Да нет. Родителей я не боялась, они были добрые, и я знала, что никакой трагедии не будет. Но все равно за каждый лишний, словно бы украденный, танец ждал выговор, а я всегда терпеть не могла сцен.
До какой степени родители уважали вашу свободу? Вы рано стали «свободной девушкой»? В каком возрасте?
В шестнадцать лет я должна была приходить домой не позже двенадцати или часа, говорить, куда я иду и с кем. Зато у меня были друзья, которые мне нравились. Я никогда не была «свободной» в этом смысле. Ведь ты свободен, только когда разделяешь страсть или когда вовсе нет страсти. А в семнадцать лет обычно переживают неразделенные страсти.

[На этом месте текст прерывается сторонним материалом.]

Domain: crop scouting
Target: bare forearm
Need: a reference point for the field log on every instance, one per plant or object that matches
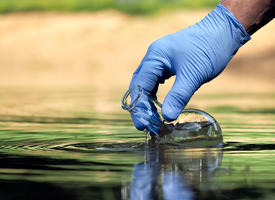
(252, 14)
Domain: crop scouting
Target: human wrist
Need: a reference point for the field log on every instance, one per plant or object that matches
(252, 14)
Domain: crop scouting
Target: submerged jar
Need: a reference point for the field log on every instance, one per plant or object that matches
(191, 125)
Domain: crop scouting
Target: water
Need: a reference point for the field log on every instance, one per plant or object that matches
(79, 144)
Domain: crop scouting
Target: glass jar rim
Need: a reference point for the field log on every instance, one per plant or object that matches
(133, 103)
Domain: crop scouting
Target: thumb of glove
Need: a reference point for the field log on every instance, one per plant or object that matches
(177, 98)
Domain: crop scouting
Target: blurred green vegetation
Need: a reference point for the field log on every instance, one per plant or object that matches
(127, 6)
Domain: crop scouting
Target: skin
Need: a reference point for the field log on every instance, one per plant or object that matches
(252, 14)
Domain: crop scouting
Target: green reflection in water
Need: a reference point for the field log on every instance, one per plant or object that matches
(99, 155)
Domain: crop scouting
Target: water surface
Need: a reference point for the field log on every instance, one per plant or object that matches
(79, 144)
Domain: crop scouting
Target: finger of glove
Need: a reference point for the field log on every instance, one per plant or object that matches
(153, 69)
(177, 98)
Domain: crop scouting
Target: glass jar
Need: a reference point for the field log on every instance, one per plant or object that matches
(191, 125)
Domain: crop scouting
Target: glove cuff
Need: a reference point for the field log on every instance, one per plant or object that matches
(240, 33)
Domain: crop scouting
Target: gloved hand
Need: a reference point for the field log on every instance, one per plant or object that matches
(195, 55)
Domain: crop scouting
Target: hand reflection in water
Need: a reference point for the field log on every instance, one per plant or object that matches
(173, 174)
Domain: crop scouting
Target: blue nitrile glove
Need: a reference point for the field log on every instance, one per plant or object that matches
(196, 55)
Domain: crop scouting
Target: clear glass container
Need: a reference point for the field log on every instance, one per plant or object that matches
(191, 125)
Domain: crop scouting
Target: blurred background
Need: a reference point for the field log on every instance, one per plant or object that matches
(64, 67)
(75, 48)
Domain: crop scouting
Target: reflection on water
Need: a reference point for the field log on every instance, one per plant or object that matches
(173, 174)
(74, 151)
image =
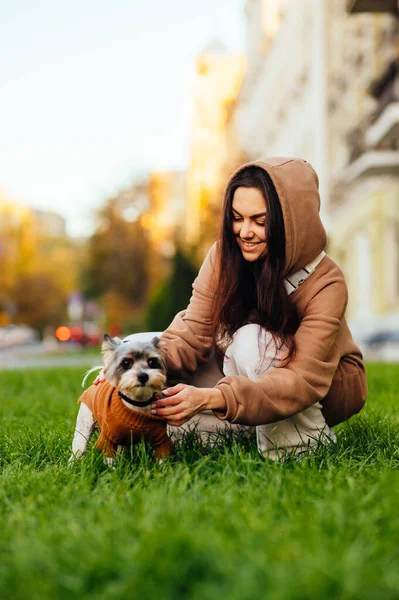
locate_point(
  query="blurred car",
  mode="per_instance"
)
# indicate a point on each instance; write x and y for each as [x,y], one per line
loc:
[14,335]
[85,334]
[382,345]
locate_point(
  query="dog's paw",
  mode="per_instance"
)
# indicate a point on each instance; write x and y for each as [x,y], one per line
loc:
[110,462]
[75,456]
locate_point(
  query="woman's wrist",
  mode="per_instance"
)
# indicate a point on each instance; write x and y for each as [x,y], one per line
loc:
[216,400]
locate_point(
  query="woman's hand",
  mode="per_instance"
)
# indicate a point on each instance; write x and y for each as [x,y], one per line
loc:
[184,401]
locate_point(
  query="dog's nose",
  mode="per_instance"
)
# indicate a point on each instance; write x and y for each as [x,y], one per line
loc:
[142,377]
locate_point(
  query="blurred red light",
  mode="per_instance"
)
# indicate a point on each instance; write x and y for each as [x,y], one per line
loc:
[63,333]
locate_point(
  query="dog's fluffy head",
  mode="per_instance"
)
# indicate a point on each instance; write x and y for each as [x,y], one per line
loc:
[136,368]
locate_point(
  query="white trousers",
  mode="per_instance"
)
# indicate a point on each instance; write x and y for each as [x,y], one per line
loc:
[251,354]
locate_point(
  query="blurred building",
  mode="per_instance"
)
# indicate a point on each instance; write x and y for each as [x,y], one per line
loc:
[363,138]
[281,109]
[49,223]
[217,81]
[322,84]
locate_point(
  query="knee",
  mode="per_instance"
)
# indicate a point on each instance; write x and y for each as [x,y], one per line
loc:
[252,350]
[143,337]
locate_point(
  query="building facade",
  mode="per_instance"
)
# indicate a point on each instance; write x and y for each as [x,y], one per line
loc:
[322,84]
[364,159]
[216,83]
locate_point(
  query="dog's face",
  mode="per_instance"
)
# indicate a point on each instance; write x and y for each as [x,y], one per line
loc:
[137,369]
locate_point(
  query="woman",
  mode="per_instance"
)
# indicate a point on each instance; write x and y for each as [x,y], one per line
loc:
[273,303]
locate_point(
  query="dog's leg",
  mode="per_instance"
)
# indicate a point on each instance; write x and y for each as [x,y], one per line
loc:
[83,431]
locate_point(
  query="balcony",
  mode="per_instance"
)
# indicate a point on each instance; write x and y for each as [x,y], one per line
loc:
[374,143]
[384,123]
[357,6]
[372,163]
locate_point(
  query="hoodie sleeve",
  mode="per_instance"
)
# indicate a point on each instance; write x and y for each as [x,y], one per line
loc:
[285,391]
[188,339]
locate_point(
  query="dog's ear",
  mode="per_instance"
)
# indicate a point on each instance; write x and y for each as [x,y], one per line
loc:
[155,341]
[109,344]
[159,345]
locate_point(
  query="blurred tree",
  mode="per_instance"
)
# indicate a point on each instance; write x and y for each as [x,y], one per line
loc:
[37,269]
[39,301]
[173,294]
[115,272]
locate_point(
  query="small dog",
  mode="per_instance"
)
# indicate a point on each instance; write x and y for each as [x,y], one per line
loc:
[121,408]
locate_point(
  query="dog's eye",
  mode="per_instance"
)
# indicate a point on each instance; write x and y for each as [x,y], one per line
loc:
[126,363]
[153,363]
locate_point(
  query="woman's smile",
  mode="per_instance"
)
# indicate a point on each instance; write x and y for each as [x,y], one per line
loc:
[249,218]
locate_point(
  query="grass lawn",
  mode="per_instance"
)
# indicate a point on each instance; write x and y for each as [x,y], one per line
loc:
[216,523]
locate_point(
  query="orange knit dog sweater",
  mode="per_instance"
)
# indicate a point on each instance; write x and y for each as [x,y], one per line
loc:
[121,425]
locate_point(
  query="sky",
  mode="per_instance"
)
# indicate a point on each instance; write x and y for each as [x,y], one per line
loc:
[95,93]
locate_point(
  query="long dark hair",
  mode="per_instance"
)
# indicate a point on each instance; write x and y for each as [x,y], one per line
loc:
[254,292]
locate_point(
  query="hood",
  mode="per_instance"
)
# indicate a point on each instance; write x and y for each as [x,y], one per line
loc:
[296,183]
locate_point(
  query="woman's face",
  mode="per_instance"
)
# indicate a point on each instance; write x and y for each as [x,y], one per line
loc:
[249,217]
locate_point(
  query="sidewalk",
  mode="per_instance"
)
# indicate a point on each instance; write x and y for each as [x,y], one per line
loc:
[37,355]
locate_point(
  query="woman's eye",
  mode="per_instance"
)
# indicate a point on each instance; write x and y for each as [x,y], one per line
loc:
[153,363]
[126,364]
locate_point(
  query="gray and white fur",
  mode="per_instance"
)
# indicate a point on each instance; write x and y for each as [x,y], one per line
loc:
[137,369]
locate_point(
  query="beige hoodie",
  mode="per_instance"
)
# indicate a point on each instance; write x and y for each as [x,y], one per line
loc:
[328,365]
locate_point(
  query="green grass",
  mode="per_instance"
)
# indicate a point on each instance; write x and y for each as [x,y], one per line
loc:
[216,522]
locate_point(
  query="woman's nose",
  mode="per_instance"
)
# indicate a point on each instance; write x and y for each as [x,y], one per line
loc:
[246,230]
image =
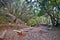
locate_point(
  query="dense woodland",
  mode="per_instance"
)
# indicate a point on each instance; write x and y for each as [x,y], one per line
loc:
[18,14]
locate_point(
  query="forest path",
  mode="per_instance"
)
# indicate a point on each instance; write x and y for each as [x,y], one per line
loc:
[39,33]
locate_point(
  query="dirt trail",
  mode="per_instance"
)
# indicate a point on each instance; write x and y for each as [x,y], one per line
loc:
[33,34]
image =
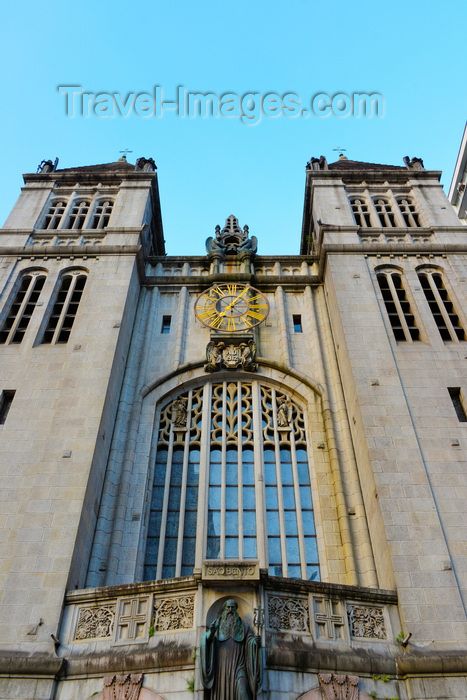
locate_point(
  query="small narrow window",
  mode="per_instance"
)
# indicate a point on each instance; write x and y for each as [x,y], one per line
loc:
[166,321]
[361,213]
[441,306]
[297,323]
[397,306]
[6,400]
[102,214]
[65,308]
[21,309]
[54,216]
[455,394]
[78,215]
[409,213]
[385,213]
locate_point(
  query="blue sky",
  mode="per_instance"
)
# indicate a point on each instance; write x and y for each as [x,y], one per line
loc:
[412,53]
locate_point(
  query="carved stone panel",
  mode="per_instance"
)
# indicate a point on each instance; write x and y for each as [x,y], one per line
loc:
[173,613]
[222,570]
[288,613]
[95,623]
[132,619]
[126,686]
[338,687]
[366,622]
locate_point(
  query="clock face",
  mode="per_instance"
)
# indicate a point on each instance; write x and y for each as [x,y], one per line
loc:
[231,307]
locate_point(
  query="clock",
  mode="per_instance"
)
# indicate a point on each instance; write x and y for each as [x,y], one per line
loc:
[231,307]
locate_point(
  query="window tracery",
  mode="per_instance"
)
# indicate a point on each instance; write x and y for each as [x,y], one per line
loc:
[409,212]
[22,307]
[233,441]
[102,212]
[78,214]
[385,213]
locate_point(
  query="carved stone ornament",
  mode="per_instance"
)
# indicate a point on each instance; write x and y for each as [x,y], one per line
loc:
[414,163]
[284,413]
[290,614]
[232,357]
[338,687]
[145,165]
[220,571]
[122,687]
[95,622]
[232,240]
[366,622]
[317,164]
[173,613]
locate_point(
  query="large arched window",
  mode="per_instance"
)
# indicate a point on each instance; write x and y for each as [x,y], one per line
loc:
[232,481]
[78,214]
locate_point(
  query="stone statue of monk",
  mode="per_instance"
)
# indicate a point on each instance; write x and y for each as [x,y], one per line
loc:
[231,657]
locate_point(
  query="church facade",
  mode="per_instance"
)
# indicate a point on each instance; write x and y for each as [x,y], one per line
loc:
[278,438]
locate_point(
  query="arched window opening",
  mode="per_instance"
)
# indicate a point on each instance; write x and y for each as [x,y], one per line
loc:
[54,215]
[385,213]
[78,214]
[22,307]
[441,306]
[102,214]
[408,211]
[397,305]
[250,465]
[65,308]
[361,213]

В каком возрасте вы познали наслаждение?
Какое?
Прекрасный ответ на глупый вопрос – глупый, но «коммерческий», как принято говорить. А в ту пору, о которой идет речь, вы уже писали?
Я тогда писала пьесы, совершенно нечитаемые, стихи, которые были еще хуже, и новеллы тоже. Бегала по редакциям с новеллами, этакими затейливыми историями! Мне все дружно отказывали – и были правы! Я тогда повидала много секретарей, и все они были очень любезны со мной, эти секретари…

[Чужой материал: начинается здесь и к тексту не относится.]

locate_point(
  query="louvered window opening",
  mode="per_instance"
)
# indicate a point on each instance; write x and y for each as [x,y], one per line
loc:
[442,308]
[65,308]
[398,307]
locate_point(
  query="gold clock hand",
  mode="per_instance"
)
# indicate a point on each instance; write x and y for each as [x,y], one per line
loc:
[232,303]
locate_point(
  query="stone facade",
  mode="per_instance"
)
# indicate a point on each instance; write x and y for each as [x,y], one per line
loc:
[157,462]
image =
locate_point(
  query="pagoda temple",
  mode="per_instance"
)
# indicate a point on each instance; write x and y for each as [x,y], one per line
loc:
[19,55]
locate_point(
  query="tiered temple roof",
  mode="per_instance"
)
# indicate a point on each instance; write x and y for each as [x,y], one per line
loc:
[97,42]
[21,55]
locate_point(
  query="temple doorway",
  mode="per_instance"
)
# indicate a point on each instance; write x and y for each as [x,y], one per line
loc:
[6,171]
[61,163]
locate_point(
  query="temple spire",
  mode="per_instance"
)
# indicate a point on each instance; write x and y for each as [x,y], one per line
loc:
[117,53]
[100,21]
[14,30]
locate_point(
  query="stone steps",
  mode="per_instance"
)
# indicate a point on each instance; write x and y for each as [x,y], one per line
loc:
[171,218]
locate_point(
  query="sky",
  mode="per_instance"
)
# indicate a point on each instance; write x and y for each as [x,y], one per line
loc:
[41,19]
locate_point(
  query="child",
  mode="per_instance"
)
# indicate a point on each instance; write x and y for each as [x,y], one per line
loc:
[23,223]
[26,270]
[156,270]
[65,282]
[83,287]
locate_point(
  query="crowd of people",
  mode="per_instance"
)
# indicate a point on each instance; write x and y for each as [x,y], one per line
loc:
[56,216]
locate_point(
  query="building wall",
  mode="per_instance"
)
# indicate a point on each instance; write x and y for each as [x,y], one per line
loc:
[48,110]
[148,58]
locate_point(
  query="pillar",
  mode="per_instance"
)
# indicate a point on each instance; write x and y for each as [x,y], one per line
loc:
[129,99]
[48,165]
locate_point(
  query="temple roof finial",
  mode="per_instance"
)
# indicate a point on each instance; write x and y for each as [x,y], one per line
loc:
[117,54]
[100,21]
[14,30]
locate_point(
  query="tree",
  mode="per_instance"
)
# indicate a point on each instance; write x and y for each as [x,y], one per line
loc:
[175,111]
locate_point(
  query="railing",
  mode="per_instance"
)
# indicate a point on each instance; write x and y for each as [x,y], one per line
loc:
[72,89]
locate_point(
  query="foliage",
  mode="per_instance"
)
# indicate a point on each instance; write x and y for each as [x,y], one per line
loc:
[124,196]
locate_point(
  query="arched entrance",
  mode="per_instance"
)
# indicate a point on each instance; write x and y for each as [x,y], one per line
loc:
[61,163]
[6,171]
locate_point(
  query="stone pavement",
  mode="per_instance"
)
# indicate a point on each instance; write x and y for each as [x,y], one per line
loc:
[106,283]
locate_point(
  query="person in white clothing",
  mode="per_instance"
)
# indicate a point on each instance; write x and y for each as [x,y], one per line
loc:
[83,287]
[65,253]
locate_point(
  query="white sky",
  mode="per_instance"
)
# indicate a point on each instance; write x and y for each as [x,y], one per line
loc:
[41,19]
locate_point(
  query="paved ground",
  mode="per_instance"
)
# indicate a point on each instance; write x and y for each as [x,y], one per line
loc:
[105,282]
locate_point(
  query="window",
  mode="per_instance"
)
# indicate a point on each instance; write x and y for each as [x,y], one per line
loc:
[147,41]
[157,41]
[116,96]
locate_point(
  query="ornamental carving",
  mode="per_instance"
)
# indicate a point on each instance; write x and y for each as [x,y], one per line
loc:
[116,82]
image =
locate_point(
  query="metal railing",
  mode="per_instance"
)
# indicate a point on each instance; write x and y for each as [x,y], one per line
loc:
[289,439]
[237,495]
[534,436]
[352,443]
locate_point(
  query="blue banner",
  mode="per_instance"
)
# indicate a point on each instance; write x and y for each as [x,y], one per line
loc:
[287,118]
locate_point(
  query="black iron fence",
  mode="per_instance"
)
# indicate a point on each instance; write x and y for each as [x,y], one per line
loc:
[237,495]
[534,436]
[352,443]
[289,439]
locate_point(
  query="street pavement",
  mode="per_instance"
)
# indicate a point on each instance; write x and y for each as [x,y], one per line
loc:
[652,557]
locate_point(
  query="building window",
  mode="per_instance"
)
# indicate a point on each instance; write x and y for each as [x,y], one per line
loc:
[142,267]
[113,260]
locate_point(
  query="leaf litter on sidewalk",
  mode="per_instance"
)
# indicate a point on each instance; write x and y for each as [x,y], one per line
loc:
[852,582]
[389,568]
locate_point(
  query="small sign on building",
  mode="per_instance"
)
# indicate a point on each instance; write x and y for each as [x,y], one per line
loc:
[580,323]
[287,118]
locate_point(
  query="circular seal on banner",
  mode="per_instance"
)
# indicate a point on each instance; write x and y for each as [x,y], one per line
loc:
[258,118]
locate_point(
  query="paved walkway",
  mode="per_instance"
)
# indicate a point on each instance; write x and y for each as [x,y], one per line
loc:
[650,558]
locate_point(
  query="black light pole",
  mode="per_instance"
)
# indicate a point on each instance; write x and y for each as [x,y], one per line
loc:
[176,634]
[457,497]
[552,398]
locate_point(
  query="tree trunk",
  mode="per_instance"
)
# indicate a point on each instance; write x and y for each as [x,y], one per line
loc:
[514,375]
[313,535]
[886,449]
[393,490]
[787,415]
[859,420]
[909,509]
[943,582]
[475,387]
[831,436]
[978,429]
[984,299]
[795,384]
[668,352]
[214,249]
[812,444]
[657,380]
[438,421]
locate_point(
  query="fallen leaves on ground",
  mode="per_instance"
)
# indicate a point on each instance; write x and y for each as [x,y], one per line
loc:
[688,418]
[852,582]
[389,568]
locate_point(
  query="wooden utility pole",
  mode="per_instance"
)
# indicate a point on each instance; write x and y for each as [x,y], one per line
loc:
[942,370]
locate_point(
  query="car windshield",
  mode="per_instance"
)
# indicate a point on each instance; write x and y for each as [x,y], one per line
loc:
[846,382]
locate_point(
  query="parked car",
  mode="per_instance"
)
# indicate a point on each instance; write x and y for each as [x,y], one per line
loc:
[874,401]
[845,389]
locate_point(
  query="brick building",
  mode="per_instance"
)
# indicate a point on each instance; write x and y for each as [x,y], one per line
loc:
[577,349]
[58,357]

А потом родилась книга «Здравствуй, грусть», «Жюльяр» ее приняло, вот так все и началось. Мне восемнадцать лет, я бакалавр со второй попытки и только что провалила экзамены за подготовительный курс.
Многие молодые писатели жалуются на первое общение с издателями. А вам это трудно далось?
Молодых девушек объединяет общая черта: все они лгуньи или, во всяком случае, мифоманки. Я сначала убедила мое окружение, что пишу роман, и так завралась, что, в конце концов, действительно его написала. Я отложила его – спрятала в ящик стола, мне казалось, что это никуда не годится. Это было летом, мы отдыхали в деревне, и вся семья издевалась надо мной из-за проваленных экзаменов. Тогда я вернулась в Париж, где оставался отец, попросила одну подругу перепечатать роман и послала рукопись в «Жюльяр» и в «Плон». Жюльяр прислал мне телеграмму, потому что мой телефон не работал – как всегда бывает в таких случаях: «Просьба срочно позвонить в издательский дом “Жюльяр”». Мне удалось связаться с ним в два часа пополудни, и он сказал, что хочет опубликовать мою книгу, – для меня это был шок. Помню, я выпила большую рюмку коньяка. В пять я отправилась на встречу с издателем. Он был очень мил, говорил, что ему очень понравилась моя книга, выражал надежду, что она не автобиографична, а то ведь обычно других-то и не пишут. Я заверила его, что нет, что такого рода драм в моей личной жизни не было. Он пришел в восторг, подтвердил, что берет роман, и я вышла оттуда в таком же восторге, как и он.
А что на это сказала ваша семья?
Когда я объявила дома, что я писательница, мама ответила: «Ты бы лучше приходила к обеду вовремя и причесалась как следует», а отец расхохотался. Мне хотелось доказать им, что и я кое на что способна; я ничего им не показывала, пока не получила гранки. Прочитав их, они сказали мне: «Что это тебе вздумалось писать такие истории? – А написано неплохо». Мы в нашей семье всегда очень вежливы друг с другом, и это приятно.
Вы сказали, что начали с «затейливых» новелл, а сюжет «Здравствуй, грусть» очень удивил вашу семью. Откуда вы брали темы? Из книг, рассказов, встреч?
Из мечтаний, печалей, вымыслов… как и сейчас.
Вы могли бы побольше рассказать о ваших родителях?
Мой отец – один из самых остроумных и своеобразных людей, каких я встречала. В 1954 году один журналист спросил его однажды вечером: «Вы позволите мне похитить вашу дочь на время ужина?» (Ему давно пора было позволять это мне!) «Мсье, – строго ответил ему отец, – я разрешаю вам похитить мою дочь, но при одном условии: что вы никогда мне ее не вернете». А потом, повернувшись ко мне: «Иди, детка, но смотри! В половине одиннадцатого и ни минутой позже». Мсье был огорошен… Отец вечно шутит; и еще он обладает исключительным хладнокровием. Как-то раз, опоздав на званый ужин, он вошел, весело распевая: «Я бегу галопом… галопом!» Но при виде ошеломленных лиц гостей он понял, что ошибся этажом, и, ничуть не смутившись, ретировался с песней: «Убегаю галопом… галопом!»